Tracks

Seefeel: "Dead Guitars"

(2011)

By Joel Elliott | 11 February 2011

If you read what I had to say about the latest Tim Hecker album, you’ll know that I appreciate a good ironic title, but the first leak from Seefeel’s return pretty much kills it. Guitars are dead, long live guitars. In the mid-‘90s when Seefeel, Bark Psychosis, and Pygmalion (1995)-era Slowdive initiated the most non-threatening rock revolution ever (or more realistically, finally started dealing with the implications of late Talk Talk), a statement like that must have felt liberating, but now it’s a little quaint. Every laptop-sporting guitarist mounting their axe on a table-top and sticking metal things in it as if literally deconstructing its history can attest to that.

And yet no other shift in electronic music since has peaked my excitement in the same way: something about still operating on the fringes of rock music rather than having nothing to say about it at all. Post-anything has always been a bit too eschatological for my tastes, but post-rock not only threatened to use the tools of rock against itself, but actually broke the cycle whereby each musical revolution had to drown out the one that preceded it, as if Lenin had the workers of the world stay home and take up crochet.

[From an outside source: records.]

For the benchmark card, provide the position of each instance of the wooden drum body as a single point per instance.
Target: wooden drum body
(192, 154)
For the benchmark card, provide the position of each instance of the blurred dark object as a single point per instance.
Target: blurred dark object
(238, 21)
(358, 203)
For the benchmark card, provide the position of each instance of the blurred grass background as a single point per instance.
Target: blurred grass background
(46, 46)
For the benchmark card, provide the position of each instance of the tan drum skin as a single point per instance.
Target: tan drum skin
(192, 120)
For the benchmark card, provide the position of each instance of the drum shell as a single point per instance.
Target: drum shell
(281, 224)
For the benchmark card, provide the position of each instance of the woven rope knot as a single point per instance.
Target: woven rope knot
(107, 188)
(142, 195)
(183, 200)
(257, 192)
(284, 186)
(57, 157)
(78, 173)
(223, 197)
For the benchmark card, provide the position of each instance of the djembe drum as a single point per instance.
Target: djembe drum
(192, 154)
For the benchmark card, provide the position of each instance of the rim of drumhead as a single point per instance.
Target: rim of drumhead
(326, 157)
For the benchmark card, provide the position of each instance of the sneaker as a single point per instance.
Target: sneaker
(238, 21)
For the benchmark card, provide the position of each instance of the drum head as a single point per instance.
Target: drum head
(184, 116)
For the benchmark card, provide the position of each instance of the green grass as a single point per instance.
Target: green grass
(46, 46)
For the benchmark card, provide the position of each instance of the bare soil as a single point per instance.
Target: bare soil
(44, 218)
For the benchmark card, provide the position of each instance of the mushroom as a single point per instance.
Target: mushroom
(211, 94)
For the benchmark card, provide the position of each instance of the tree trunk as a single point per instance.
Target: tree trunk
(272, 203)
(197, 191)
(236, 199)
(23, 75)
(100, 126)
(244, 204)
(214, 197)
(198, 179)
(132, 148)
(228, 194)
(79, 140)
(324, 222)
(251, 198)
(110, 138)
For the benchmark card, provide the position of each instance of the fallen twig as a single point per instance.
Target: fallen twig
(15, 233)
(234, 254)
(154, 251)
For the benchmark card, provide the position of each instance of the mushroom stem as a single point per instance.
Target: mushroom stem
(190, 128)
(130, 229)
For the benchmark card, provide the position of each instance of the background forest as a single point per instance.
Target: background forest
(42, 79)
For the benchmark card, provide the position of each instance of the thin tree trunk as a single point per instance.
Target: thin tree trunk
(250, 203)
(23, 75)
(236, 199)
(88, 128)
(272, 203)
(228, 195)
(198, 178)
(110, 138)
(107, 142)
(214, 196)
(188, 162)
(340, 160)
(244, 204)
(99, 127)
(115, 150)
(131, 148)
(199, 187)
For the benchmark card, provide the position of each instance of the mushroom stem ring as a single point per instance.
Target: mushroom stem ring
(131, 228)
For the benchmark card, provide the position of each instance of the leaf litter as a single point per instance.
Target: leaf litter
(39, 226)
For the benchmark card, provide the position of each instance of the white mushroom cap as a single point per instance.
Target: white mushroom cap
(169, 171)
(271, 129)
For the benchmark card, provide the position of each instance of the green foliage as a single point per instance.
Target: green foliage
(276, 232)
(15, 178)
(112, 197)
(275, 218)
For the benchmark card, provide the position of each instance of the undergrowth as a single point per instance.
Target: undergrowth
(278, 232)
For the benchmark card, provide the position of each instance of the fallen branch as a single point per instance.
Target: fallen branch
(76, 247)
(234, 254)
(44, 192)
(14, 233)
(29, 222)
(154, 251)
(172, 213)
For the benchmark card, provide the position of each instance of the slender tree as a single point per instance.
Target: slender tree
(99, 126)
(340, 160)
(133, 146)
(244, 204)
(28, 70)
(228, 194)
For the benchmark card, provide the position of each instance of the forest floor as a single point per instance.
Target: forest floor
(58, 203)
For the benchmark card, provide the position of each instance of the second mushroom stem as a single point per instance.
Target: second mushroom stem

I’ve heard Seefeel’s return being compared to Portishead’s, which I can somewhat appreciate: same era, same casual dismissal of movements they were unwillingly placed in the center of, same industrial grind, like their earlier records had been dragged behind Christian Marclay’s pickup truck for the last decade-and-a-half. Hopefully in the opium-paced staggered drumbeat and strangled static of “Dead Guitars” critics will stop calling this band “dream pop”—it being not particularly dreamy nor poppy. Like their best work, it sounds fucking massive on headphones even as it creates humble little mosaics out of the shards of the past.